Combined, these reduced hysteresis voltage to an acceptable level, but at a cost. Instead of sharply switching on an off, the device now has a slight subthreshold swing, because the contacts have to squish the lubricant layer. Even so, the resulting devices could operate at 50 millivolts and be combined to form several types of logic gates.

Relays lend themselves to a different form of logic than CMOS transistors. Called pass-gate logic, it requires fewer devices to achieve the same output. Using earlier versions of the devices her group built multiple-gate systems including a 32-bit adder. “We know we can make these very complex,” says Liu.

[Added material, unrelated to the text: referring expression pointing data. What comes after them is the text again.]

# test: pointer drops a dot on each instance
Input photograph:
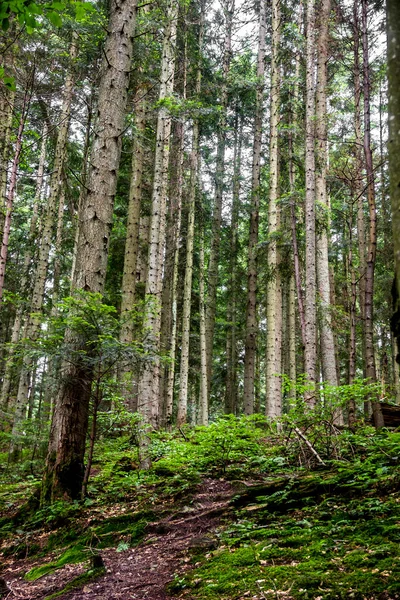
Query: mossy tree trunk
(64, 470)
(393, 37)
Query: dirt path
(140, 573)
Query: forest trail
(140, 573)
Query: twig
(309, 445)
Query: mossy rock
(72, 555)
(125, 465)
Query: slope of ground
(225, 513)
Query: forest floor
(136, 573)
(231, 512)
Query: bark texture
(273, 406)
(393, 38)
(251, 310)
(327, 342)
(148, 405)
(310, 354)
(65, 461)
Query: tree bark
(8, 373)
(310, 354)
(9, 205)
(187, 285)
(231, 337)
(327, 342)
(371, 254)
(148, 405)
(251, 309)
(393, 56)
(40, 277)
(64, 471)
(229, 7)
(273, 382)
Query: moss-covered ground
(294, 528)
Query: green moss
(72, 555)
(335, 549)
(78, 582)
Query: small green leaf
(54, 19)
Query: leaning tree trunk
(187, 285)
(169, 317)
(393, 37)
(39, 285)
(211, 308)
(7, 379)
(129, 276)
(273, 403)
(371, 254)
(7, 99)
(9, 204)
(327, 342)
(251, 309)
(64, 466)
(358, 178)
(148, 392)
(231, 391)
(310, 353)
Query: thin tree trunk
(64, 466)
(168, 375)
(358, 179)
(231, 342)
(212, 280)
(292, 139)
(310, 354)
(327, 342)
(9, 205)
(203, 349)
(393, 39)
(292, 372)
(149, 377)
(129, 277)
(187, 285)
(371, 255)
(273, 406)
(7, 379)
(56, 181)
(251, 310)
(6, 118)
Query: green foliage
(29, 13)
(71, 556)
(324, 536)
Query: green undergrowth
(322, 534)
(304, 524)
(79, 581)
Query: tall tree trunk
(7, 99)
(9, 205)
(56, 182)
(203, 350)
(171, 277)
(393, 54)
(251, 310)
(64, 466)
(229, 7)
(358, 179)
(149, 376)
(327, 341)
(129, 276)
(310, 354)
(231, 341)
(273, 406)
(187, 286)
(7, 379)
(371, 254)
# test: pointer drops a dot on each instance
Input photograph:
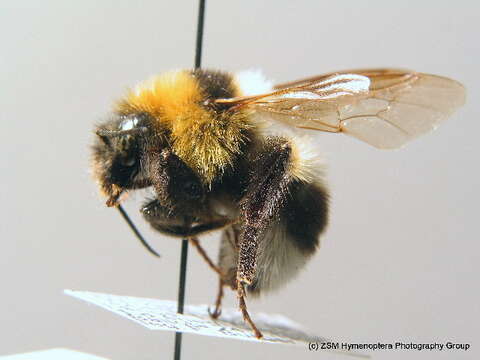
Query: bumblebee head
(118, 155)
(130, 153)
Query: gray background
(400, 259)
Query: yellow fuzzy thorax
(207, 141)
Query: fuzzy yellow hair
(205, 140)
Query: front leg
(265, 195)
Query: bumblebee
(199, 139)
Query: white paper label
(162, 315)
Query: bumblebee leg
(218, 302)
(264, 197)
(243, 309)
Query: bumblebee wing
(384, 107)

Circuits made from NEMS relays have other advantages besides extremely low-voltage requirements, says Liu. For one, their switching characteristics should be stable over a wider range of temperatures than silicon systems. They also are inherently tolerant of radiation.

Liu’s team’s immediate next steps are to further reduce the relay’s operating voltage down to 10 mv. “I’m pretty optimistic” about this goal, says Liu. They are also working to integrate relays into standard CMOS chips. To do this, they’ve designed the relays so they can be built vertically to fit within the dozen or so levels of interconnect wiring that are stacked above the silicon in modern processors. Such hybrid systems could continually operate at a low level and then engage the main processor when triggered by the right event.